Lazy filter depending on the previous line (Polars Python)

Question

I'm using Python Polars and I have a table like this :

Column1	Column2
id1	1
id1	1
id1	2
id1	1
id1	1
id1	2
id1	3

I would like, using Polars Lazy API, to have the result when column2 previous element is different from the actual column2 element. So the result would look like this after the operation :

Column1	Column2
id1	1
id1	2
id1	1
id1	2
id1	3

Thanks !

score 1 · Answer 1 · answered Feb 25 '22 at 13:58

Use the shift expression.

import polars as pl

df = pl.DataFrame(
    {"Column1": ["id1"] * 7, "Column2": [1, 1, 2, 1, 1, 2, 3]}).lazy()

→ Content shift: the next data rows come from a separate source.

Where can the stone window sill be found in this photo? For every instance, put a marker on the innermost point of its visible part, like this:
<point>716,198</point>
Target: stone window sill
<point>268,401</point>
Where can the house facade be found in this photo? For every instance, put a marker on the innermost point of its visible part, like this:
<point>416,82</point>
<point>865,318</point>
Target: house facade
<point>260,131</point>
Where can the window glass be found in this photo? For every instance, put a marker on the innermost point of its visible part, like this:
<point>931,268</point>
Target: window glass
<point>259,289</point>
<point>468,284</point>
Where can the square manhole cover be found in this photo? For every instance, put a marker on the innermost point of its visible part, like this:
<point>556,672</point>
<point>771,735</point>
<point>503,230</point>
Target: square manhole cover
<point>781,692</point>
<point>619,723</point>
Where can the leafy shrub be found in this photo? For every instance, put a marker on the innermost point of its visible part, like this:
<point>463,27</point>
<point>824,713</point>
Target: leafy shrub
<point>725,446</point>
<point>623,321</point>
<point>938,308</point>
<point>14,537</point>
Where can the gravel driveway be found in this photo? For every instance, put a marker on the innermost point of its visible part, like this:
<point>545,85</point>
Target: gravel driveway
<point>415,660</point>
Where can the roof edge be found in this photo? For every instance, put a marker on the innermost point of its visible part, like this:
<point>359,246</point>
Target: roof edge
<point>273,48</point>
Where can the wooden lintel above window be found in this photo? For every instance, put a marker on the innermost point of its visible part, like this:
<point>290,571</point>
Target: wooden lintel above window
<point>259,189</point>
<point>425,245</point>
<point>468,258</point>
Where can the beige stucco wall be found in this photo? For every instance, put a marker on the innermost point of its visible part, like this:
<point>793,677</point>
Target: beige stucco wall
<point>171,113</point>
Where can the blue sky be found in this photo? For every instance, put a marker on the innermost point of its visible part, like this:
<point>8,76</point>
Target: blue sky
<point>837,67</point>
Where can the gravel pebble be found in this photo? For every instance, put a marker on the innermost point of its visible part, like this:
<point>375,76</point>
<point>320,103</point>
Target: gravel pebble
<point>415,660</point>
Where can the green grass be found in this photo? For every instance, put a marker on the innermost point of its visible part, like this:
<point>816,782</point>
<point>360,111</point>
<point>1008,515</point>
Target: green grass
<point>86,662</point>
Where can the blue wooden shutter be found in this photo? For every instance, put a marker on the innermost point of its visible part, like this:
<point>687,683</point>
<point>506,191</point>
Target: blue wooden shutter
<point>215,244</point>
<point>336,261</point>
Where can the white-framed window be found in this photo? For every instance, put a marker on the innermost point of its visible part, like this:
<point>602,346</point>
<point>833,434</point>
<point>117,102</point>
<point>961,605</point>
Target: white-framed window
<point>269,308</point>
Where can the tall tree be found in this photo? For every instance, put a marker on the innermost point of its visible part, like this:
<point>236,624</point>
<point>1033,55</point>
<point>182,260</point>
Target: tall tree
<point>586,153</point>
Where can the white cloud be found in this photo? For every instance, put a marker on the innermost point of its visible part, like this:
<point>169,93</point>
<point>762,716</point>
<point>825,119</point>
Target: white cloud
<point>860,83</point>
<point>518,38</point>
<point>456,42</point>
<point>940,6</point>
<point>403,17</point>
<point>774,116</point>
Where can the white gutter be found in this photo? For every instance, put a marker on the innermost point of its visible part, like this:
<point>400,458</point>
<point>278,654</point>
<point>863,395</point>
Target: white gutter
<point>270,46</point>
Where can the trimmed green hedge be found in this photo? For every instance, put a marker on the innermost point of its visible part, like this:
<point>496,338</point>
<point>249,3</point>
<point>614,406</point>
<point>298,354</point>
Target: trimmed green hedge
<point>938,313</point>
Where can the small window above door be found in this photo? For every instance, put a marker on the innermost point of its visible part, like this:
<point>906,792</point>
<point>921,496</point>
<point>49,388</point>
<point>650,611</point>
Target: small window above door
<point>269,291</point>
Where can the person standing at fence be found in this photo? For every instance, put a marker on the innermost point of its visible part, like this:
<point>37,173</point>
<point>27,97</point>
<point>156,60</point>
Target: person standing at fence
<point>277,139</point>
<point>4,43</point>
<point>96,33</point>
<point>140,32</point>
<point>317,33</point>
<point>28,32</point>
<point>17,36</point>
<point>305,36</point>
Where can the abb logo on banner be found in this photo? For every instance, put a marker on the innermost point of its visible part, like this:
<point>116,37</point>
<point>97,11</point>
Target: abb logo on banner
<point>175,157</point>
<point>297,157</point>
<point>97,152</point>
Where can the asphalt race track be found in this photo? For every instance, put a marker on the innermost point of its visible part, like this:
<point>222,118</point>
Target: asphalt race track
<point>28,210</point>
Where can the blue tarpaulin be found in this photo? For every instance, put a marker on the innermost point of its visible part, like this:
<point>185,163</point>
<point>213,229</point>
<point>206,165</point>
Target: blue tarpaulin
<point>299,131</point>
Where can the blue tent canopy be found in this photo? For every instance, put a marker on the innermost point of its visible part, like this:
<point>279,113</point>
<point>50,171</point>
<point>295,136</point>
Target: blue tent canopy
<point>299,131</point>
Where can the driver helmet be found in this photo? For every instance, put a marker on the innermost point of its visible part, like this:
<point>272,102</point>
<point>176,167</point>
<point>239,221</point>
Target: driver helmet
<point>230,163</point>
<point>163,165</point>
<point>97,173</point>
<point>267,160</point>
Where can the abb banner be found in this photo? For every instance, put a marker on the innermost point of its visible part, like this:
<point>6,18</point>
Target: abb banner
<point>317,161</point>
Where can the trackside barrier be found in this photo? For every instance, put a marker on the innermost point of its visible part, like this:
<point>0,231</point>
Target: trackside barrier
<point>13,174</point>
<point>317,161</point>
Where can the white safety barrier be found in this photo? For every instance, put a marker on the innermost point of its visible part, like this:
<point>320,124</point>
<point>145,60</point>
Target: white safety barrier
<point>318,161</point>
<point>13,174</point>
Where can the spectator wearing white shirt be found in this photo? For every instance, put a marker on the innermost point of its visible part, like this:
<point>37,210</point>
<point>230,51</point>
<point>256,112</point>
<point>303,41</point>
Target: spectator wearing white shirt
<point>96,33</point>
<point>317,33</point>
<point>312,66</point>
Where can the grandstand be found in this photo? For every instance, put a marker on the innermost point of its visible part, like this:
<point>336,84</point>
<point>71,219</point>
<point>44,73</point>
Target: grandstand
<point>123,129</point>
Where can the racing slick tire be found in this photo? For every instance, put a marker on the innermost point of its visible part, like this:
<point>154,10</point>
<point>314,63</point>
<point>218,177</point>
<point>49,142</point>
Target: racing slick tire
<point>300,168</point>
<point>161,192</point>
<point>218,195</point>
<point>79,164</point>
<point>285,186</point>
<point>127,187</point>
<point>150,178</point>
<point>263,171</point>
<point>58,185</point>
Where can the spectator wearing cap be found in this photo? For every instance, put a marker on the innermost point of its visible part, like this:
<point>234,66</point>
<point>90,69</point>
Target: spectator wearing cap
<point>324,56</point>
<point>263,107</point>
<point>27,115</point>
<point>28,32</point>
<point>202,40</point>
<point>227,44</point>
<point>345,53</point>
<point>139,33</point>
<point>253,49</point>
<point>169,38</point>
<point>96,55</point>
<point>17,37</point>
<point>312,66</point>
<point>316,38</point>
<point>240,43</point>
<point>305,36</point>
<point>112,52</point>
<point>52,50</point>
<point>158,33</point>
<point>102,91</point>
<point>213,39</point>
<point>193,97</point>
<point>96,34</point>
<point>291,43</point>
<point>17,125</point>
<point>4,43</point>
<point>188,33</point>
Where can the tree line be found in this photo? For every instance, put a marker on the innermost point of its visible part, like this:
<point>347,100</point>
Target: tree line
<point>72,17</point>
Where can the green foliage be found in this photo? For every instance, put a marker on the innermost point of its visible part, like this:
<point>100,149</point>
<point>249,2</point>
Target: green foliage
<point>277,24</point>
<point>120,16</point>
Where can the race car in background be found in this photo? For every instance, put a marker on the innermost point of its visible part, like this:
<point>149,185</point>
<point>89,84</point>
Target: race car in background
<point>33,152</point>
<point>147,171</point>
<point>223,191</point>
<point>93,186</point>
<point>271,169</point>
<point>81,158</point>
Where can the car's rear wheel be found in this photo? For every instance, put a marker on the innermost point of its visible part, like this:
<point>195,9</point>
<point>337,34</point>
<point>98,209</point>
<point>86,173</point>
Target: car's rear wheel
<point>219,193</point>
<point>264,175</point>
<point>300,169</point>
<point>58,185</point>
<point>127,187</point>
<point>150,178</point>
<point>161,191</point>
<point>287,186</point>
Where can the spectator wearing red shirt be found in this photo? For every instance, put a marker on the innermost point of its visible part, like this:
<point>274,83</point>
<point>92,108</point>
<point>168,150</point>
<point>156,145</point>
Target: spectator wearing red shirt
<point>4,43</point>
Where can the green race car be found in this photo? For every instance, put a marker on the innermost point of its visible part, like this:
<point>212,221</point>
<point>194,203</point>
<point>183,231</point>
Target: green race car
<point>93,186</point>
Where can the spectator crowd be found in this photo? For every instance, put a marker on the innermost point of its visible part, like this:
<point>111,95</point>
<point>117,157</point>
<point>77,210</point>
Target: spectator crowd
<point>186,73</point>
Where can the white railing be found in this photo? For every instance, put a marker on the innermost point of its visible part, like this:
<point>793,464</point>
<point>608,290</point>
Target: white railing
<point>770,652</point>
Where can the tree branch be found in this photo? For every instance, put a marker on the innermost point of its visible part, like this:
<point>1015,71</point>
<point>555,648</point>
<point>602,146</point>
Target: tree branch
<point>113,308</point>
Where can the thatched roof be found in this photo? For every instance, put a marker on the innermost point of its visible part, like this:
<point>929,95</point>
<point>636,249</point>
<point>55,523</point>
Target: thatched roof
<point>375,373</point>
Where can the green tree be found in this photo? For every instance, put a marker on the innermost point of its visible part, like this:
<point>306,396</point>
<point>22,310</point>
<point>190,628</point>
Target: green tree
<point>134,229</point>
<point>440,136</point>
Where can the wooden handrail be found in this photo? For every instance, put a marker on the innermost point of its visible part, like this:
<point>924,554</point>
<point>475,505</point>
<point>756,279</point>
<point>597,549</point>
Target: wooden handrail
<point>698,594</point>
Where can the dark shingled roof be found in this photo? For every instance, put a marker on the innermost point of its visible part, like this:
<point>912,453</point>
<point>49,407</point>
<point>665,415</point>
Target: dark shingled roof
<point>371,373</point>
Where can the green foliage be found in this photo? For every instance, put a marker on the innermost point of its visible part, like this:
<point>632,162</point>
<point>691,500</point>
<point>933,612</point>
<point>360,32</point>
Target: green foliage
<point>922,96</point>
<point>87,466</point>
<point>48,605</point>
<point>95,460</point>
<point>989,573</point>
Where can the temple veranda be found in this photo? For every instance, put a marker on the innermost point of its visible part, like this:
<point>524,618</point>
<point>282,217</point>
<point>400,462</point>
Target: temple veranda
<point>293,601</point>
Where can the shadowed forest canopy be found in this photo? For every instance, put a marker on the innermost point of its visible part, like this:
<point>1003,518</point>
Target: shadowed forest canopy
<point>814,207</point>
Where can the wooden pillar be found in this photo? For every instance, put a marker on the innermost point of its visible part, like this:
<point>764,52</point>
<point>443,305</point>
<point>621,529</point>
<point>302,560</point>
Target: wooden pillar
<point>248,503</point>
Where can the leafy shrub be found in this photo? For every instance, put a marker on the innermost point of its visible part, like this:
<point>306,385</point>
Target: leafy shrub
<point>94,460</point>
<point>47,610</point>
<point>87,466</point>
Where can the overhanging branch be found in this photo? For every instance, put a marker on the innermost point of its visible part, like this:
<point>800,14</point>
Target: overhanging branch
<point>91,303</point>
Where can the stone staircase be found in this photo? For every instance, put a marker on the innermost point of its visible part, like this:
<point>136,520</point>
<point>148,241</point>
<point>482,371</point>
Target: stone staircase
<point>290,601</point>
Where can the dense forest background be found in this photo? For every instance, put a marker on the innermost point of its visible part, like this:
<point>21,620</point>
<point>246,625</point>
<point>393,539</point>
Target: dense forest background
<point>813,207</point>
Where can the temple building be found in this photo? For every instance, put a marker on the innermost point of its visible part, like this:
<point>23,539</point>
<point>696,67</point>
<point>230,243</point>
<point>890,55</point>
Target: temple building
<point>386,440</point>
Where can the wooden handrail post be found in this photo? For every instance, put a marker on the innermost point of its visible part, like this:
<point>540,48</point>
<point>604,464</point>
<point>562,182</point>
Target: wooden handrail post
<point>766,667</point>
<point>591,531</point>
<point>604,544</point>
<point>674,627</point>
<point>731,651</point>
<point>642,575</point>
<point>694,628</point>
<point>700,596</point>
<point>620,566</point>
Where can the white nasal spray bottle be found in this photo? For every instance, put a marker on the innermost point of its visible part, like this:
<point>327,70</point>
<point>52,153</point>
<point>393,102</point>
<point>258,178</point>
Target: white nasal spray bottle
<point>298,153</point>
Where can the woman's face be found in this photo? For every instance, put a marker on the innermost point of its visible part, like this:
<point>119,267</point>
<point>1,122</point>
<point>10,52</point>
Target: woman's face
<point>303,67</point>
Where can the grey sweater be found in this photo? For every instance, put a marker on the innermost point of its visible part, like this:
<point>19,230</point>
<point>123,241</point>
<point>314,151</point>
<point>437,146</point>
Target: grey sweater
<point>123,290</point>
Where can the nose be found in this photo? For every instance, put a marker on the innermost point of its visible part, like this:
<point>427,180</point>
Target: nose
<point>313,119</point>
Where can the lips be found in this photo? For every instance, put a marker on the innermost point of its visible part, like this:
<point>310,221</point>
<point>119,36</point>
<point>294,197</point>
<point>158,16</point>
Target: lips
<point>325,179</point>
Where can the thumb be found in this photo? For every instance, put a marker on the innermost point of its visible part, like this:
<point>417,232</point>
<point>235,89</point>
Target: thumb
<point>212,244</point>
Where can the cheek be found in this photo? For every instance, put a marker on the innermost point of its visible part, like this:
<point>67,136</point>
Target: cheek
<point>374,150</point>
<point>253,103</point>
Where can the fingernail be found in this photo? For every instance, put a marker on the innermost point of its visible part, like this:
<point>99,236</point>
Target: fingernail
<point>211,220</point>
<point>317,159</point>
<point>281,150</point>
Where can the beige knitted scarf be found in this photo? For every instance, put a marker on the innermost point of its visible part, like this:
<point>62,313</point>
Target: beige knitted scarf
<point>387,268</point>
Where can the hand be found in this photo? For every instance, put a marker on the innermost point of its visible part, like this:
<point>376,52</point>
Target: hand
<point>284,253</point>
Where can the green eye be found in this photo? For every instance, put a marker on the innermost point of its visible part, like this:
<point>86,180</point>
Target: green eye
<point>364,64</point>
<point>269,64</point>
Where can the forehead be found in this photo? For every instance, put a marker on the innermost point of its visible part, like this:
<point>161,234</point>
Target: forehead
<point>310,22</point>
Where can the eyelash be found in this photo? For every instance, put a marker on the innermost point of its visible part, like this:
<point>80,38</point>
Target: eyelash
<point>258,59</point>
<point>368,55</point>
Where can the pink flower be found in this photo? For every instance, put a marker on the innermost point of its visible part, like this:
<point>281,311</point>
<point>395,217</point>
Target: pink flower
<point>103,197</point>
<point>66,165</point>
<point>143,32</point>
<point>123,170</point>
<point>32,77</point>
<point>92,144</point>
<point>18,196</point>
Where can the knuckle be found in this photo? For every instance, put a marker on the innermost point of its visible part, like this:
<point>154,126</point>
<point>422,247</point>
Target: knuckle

df.filter(pl.col("Column2") != pl.col("Column2").shift(periods=1)).collect()

shape: (5, 2)
┌─────────┬─────────┐
│ Column1 ┆ Column2 │
│ ---     ┆ ---     │
│ str     ┆ i64     │
╞═════════╪═════════╡
│ id1     ┆ 1       │
├╌╌╌╌╌╌╌╌╌┼╌╌╌╌╌╌╌╌╌┤
│ id1     ┆ 2       │
├╌╌╌╌╌╌╌╌╌┼╌╌╌╌╌╌╌╌╌┤
│ id1     ┆ 1       │
├╌╌╌╌╌╌╌╌╌┼╌╌╌╌╌╌╌╌╌┤
│ id1     ┆ 2       │
├╌╌╌╌╌╌╌╌╌┼╌╌╌╌╌╌╌╌╌┤
│ id1     ┆ 3       │
└─────────┴─────────┘

You can find documentation about the options here: https://pola-rs.github.io/polars/py-polars/html/reference/api/polars.Expr.shift.html#polars.Expr.shift

Note that you can reverse the direction of the shift as well as the count using the periods argument.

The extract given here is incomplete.